Akari aveva osservato quelle manovre con la coda dell’occhio e più di una volta, aveva avuto la tentazione di toglierli quell’ingombro dalle braccia, ma si era sempre trattenuta. Non riusciva a spiccicare una sola parola: era certa che se avesse provato a parlargli si sarebbe ritrovata a gridare nel tentativo di superare il rombo del cuore che le risuonava convulso nella testa.

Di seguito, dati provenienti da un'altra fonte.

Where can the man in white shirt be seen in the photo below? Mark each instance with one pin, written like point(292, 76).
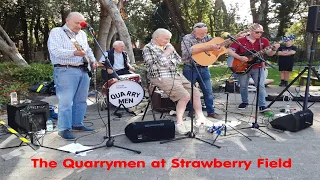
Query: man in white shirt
point(119, 60)
point(70, 76)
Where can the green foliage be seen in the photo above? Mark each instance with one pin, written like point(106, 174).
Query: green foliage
point(20, 79)
point(35, 73)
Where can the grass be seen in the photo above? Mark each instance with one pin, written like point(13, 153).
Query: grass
point(219, 73)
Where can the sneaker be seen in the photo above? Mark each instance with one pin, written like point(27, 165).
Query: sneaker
point(205, 121)
point(66, 134)
point(213, 115)
point(81, 128)
point(180, 129)
point(243, 106)
point(263, 109)
point(191, 114)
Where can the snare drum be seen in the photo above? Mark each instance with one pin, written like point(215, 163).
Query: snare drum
point(124, 92)
point(131, 77)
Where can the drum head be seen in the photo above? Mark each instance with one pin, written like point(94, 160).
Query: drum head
point(126, 92)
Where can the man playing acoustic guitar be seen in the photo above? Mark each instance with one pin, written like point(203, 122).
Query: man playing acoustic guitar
point(253, 42)
point(199, 35)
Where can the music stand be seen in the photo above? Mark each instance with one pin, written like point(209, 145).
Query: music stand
point(191, 134)
point(255, 124)
point(307, 68)
point(110, 141)
point(224, 126)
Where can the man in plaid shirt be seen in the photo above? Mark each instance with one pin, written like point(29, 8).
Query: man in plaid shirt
point(162, 71)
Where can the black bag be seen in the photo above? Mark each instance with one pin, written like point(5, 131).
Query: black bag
point(150, 131)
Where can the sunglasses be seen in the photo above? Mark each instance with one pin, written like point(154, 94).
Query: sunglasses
point(200, 26)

Non biasimava Ukyo per aver in pratica costretto il ragazzo a sostituire Konatsu nella spesa quotidiana, le faceva piacere ritrovarsi con lui, anche così, in silenzio, ma tra loro vi era una tale atmosfera tesa e carica di cose non dette da essere spiacevolmente palpabile. Forse la sua amica li aveva solo voluti allontanare dal locale, per non dover respirare una simile aria pesante…

Si erano salutati appena quel mattino quando, scendendo di sotto per recuperare la solita lista delle compere da Ukyo, si era ritrovata faccia a faccia con lui. Sulle prime era rimasta sbigottita dal suo volto tumefatto; nonostante avesse origliato quanto detto la notte prima, non si era aspettata niente di simile. Oltre ad un paio di lividi, sul sopracciglio del ragazzo spiccava una medicazione, ma le macchie di sangue che punteggiavano il cerotto testimoniavano che la ferita doveva essere ancora aperta.

Akari aveva lottato contro il desiderio di corrergli incontro per consolarlo in parte del dolore che stava probabilmente patendo e con uno sforzo visibile gli aveva augurato il buongiorno; altrettanto palese era stato lo sforzo di Ryoga per risponderle.

I suoi occhi, che pure l’avevano guardata con emozione, si erano immediatamente distolti fissandosi sulla griglia che Ukyo aveva appena acceso per preparargli la colazione. La cuoca li aveva guardati entrambi, poi aveva scosso il capo e sbuffato “Che cosa patetica…” aveva borbottato, rimescolando con energia l’impasto per l’okonomiyaki alle verdure che stava preparando per quell’idiota che, piccato dal commento, aveva cominciato a guardarla con risentimento.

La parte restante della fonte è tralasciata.